Ao Observador, Marta Lopes — que está atualmente com Alessandro Tondini a atualizar o estudo para incluir também a reforma de 1991 que permitiu a passagem das 48 para as 44 horas semanais — explica que o emprego em termos globais não foi afetado porque se os despedimentos aumentaram as contratações também subiram. E, assim, as duas forças contrárias acabaram por não alterar os níveis de emprego. “Olhámos para mudanças em contratações e despedimentos e, na média, ambos aumentaram, acabando por manter relativamente estável o número de trabalhadores“, indica.

Como o preço foi pago pelos consumidores

Nas vendas, houve um “aumento moderado” nas empresas abrangidas pela medida em relação àquelas que já  praticavam horários mais reduzidos e que, por isso, não foram afetadas pela nova lei. “Isso é surpreendente“, escrevem no estudo, considerando a “grande redução” nas horas de trabalho. Os investigadores lançam duas possíveis justificações: os trabalhadores tornaram-se mais produtivos por hora; ou, “em alternativa, isso pode também refletir o aumento dos preços”.

Nos cálculos dos investigadores, que olharam para a base de dados europeia do projeto de investigação KLEMS [capital (K), laboral (L), energia (E), materiais (M) e serviços (S)] para obter os preços agregados, a produtividade (medida através das vendas por hora trabalhada) aumentou cerca de 4% — e 3% se descontado o efeito da inflação agregada da altura, uma metodologia que permite perceber com mais clareza o efeito direto nas vendas.

Com a reforma, os custos das empresas subiram — reduzindo as horas de trabalho e mantendo-se os salários, subiram os custos por hora —, mas não ficaram aí. Foram transmitidos aos consumidores através dos preços. “Mostramos que isso reflete em parte preços mais altos em vez de volumes mais altos (ou constantes), através dos quais as empresas são capazes de transferir os custos de mão de obra mais elevados para os consumidores“, explicam, no estudo.

Os investigadores compararam empresas e setores que foram afetados pelas medidas com os chamados “grupos de controlo”. Entre 1995 e 1997 (ano que concluiu a primeira fase da medida), ambos os grupos tiveram uma evolução dos preços semelhantes, mas, a partir daí, observaram um “aumento relativo nos preços nos setores das empresas afetadas” pela mudança legislativa. Isso “claramente mostra que parte do aumento dos custos laborais que resultam de salários mais altos [por hora] é transmitido para os preços“.

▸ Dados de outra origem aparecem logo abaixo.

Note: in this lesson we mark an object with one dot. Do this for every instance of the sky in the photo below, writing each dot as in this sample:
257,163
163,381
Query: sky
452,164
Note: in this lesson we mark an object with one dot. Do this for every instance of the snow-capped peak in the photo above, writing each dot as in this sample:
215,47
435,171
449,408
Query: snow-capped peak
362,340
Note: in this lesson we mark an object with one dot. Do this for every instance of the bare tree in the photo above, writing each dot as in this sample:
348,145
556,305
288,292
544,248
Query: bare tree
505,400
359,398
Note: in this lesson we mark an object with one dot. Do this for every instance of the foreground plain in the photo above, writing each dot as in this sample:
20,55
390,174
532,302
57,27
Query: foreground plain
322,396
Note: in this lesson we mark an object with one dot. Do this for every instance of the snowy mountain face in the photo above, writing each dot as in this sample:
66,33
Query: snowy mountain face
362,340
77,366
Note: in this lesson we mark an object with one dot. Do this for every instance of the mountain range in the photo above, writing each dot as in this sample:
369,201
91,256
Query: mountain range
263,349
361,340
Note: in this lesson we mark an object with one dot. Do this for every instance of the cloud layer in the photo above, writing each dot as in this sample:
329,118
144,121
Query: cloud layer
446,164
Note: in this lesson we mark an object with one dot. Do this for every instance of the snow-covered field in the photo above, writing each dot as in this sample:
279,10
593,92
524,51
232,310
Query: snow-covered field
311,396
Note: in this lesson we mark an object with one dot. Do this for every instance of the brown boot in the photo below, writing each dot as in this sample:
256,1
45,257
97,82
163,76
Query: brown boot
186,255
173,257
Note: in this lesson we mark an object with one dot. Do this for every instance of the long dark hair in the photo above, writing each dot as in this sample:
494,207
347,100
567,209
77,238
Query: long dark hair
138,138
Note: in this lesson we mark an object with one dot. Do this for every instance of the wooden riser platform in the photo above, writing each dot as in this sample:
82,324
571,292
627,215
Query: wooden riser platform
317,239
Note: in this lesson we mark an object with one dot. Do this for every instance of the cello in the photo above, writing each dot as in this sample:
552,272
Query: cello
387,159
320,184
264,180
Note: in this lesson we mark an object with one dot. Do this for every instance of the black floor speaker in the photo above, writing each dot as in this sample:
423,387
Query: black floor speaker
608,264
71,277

Nem todas as cidades (e setores) reagiram da mesma maneira

As vendas não reagiram de forma igual em todo o país: o aumento da produtividade foi mais baixo nas duas maiores cidades do país, Lisboa e Porto, — ainda assim, de 6% —, mas “chegando a desaparecer três anos depois da introdução da medida” e “sendo até negativo se tivermos em conta as vendas deflacionadas” (ou seja, descontado o efeito da inflação). Marta Lopes explica, porém, que foi nestas cidades que a reforma de 1996 mais impacto teve, dado que foi aí que o número de horas mais se reduziu.

Num setor, foi particularmente visível o efeito positivo da reforma: o do retalho, um dos setores onde o aumento de vendas “se fez notar bastante”, mas que também conseguiu aumentar o número de trabalhadores. Aqui, os investigadores encontraram fortes evidências do fenómeno de “work-sharing“: quando as empresas compensam a redução das horas de trabalho dos seus funcionários com mais contratações.

Nos últimos anos, os economistas têm-se debruçado sobre as consequências nas empresas da redução do horário de trabalho, mas nem sempre com resultados convergentes. Um deles, citado pela dupla de investigadores, foi realizado em França, em 2002, e concluiu que a diminuição dos horários das 40 para as 39 horas, 20 anos antes, aumentou a probabilidade de despedimento de trabalhadores permanentes.

Mas outro, do mesmo ano, olhou para os efeitos da redução de 48 para as 44 horas no Brasil, em 1988, e aí já não encontrou evidências que apontassem para perdas no emprego. O mesmo aconteceu no Chile, num estudo entre 2001 e 2005: não foram detetadas consequências no emprego de uma reforma que teve um período de adaptação de quatro anos.

Em Portugal, a redução para as 40 horas levou a que, em muitos casos, a semana de trabalho fosse reduzida para cinco dias, em vez dos seis ou cinco dias e meio que ainda havia, na altura, quem fizesse. Ao contrário do que aconteceu em países como França, onde as contribuições para a Segurança Social foram reduzidas para compensar as empresas, em Portugal não houve lugar a contrapartidas, o que permite, para a dupla de economistas, resultados mais “claros”.

Resultados são sinal para a semana de quatro dias?

Uma das principais conclusões da dupla de investigadores é que foram os consumidores a pagar o preço da redução da jornada de trabalho. Para Marta Lopes é, portanto, um fator que deve ajudar a guiar a discussão sobre a semana de trabalho de quatro dias, que vai ser testada em Portugal em meados deste ano.

Como é que as empresas vão poder testar a semana de quatro dias em 18 respostas

É algo a ter em conta hoje em dia, em que se consideram novas reduções como a semana de quatro dias, numa época em que estamos a viver com níveis de inflação muito altos, seja pela vinda de estrangeiros para Portugal, e sobretudo Lisboa, mas também pela guerra da Ucrânia”, aponta a economista.